云珞珈還沒睡醒,聽到了外面傳來的小奶音。
“父王,母妃呢?我要見母妃。”
小奶娃的聲音有些急,顛顛著小碎步往內殿跑。
“母妃還在睡覺。”
君青宴趕緊把小奶娃勾了過來,抱進了懷里,壓低聲音跟她說道:“母妃昨日抱著你累了,讓她多睡一會。”
小奶娃歪著小腦袋,大大的眼睛里滿是疑惑的看著君青宴,“母妃跟我一起的,怎么會在父王這?”
她早上醒來只看到了巧姑,還以為母妃走了,差點把她嚇哭了。
巧姑走過來,把她從君青宴懷中抱過去,笑著逗她,“因為你父王昨晚去把她偷……”
“巧姑。”君青宴趕緊截住了她的話。
她向來口無遮攔的,這幾年小念念在她身邊長大,都要被她帶壞了。
巧姑笑著轉了個話頭,“你母妃早上過來看你父王,累了就在這休息了。”
云珞珈聽著外面的對話,這會是起也不是,不起也不是。
饒是她不是很在意臉皮,但是這個情況多少是有點尷尬的。
尤其是君青宴的娘也在。
昨天她就沒有好好跟這個婆婆打聲招呼,現在這么出去是有點不合適。
她坐起身,感覺身體一陣酸痛,在心里暗罵了君青宴一聲禽獸。
他一個帶兵打仗的將軍,自己多少耐力心里沒數,那么可勁的折騰她。
她就不該給他吃不孕不育的藥,應該給他吃個不能人道的藥。
巧姑又說了幾句話,就帶著小念念離開了。
聽到她們走了,云珞珈這才起床。
昨天的衣服已經不能穿了,君青宴讓人準備了套湛藍色的錦衣華服,疊好放在了床頭。
她起身穿好衣服出去,看到君青宴正坐在案幾邊處理政務。
“今日怎么沒有去上朝?”她看著放下手里公文,朝她走來的君青宴問。
這個時間段,君青宴應該是在上朝的,出現在家里就很不正常。
“昨夜太操勞,身體有些吃不消,休朝一日。”
君青宴拉住她的手,走到軟榻邊坐下,喚人進來伺候她洗漱。
不上朝還說的理直氣壯的,讓云珞珈有些無語,“哦,很快外面就要傳,攝政王被狐媚勾引,開始不上早朝了。”
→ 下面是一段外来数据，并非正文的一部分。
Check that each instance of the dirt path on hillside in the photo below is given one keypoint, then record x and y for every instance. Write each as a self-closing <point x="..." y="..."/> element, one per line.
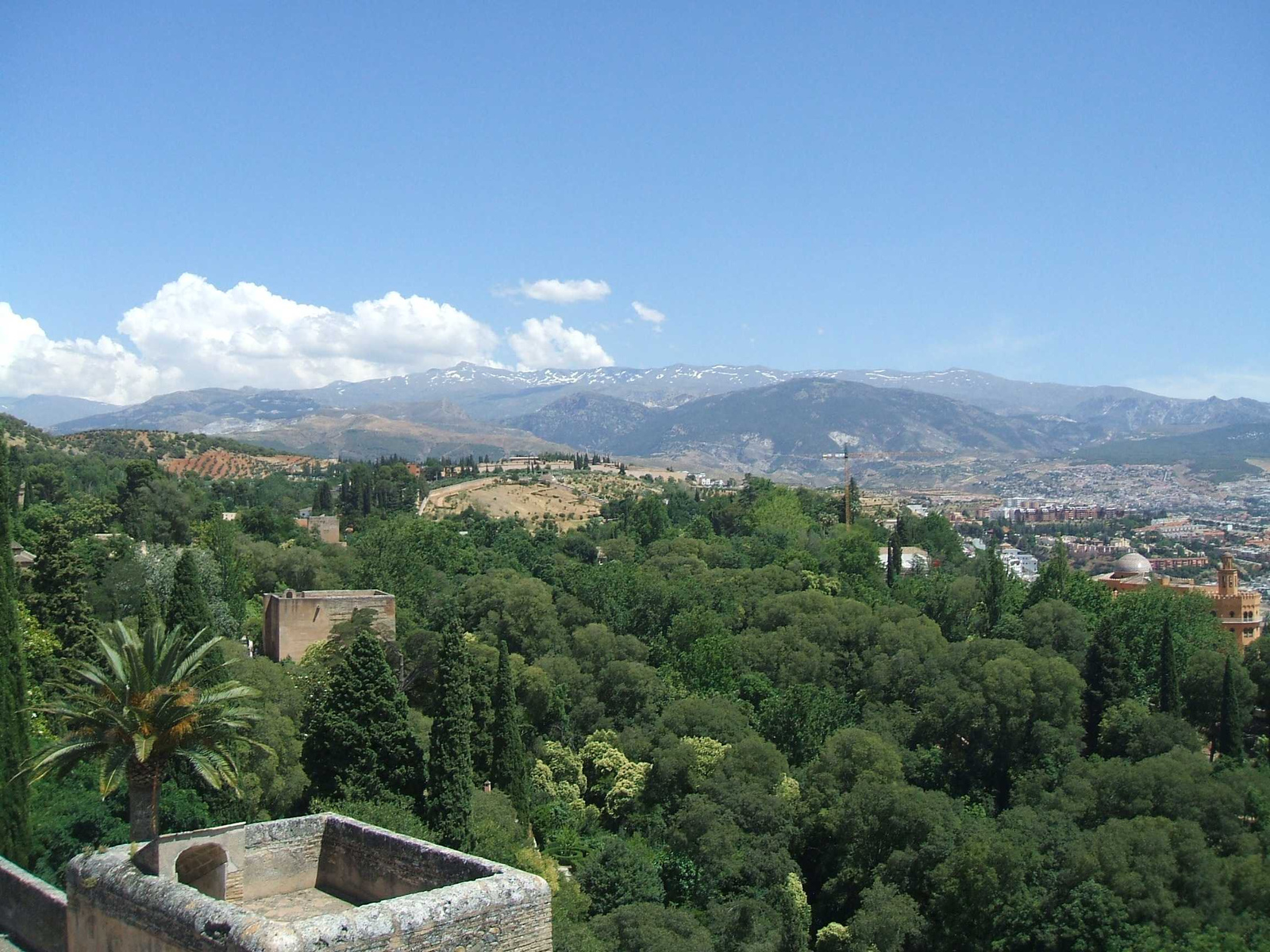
<point x="440" y="495"/>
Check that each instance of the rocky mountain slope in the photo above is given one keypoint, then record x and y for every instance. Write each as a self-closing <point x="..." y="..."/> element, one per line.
<point x="1221" y="454"/>
<point x="497" y="395"/>
<point x="209" y="410"/>
<point x="368" y="436"/>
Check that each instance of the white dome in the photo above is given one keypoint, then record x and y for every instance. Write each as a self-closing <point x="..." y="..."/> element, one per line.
<point x="1132" y="564"/>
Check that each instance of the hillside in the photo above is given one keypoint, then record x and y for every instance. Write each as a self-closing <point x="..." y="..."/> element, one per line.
<point x="368" y="437"/>
<point x="590" y="420"/>
<point x="789" y="427"/>
<point x="1221" y="454"/>
<point x="228" y="463"/>
<point x="590" y="408"/>
<point x="211" y="410"/>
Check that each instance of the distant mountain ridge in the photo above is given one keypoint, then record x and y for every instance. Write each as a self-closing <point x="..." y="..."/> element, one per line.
<point x="722" y="416"/>
<point x="791" y="427"/>
<point x="495" y="393"/>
“無人敢說。”君青宴笑著捏了捏云珞珈的鼻尖,“我就休息這一日,明日就去上朝。你怎么這么早就起了,身體可有不適?”
昨晚是他不節制了。
實在是太想念她了,一時無法自控。
“還……”她剛說出一個字,看著君青宴改了口,“嗯,渾身都疼。”
她要是說還好,沒準君青宴覺得下次還可以再過分些。
端著洗漱用品進來的婢女聽到她的話,差點崴了腳。
云珞珈本來很正常的一句話,可是聽在她們耳中就似是嬌嗔。
這些都是伺候君青宴的老人了,當年也伺候過云珞珈。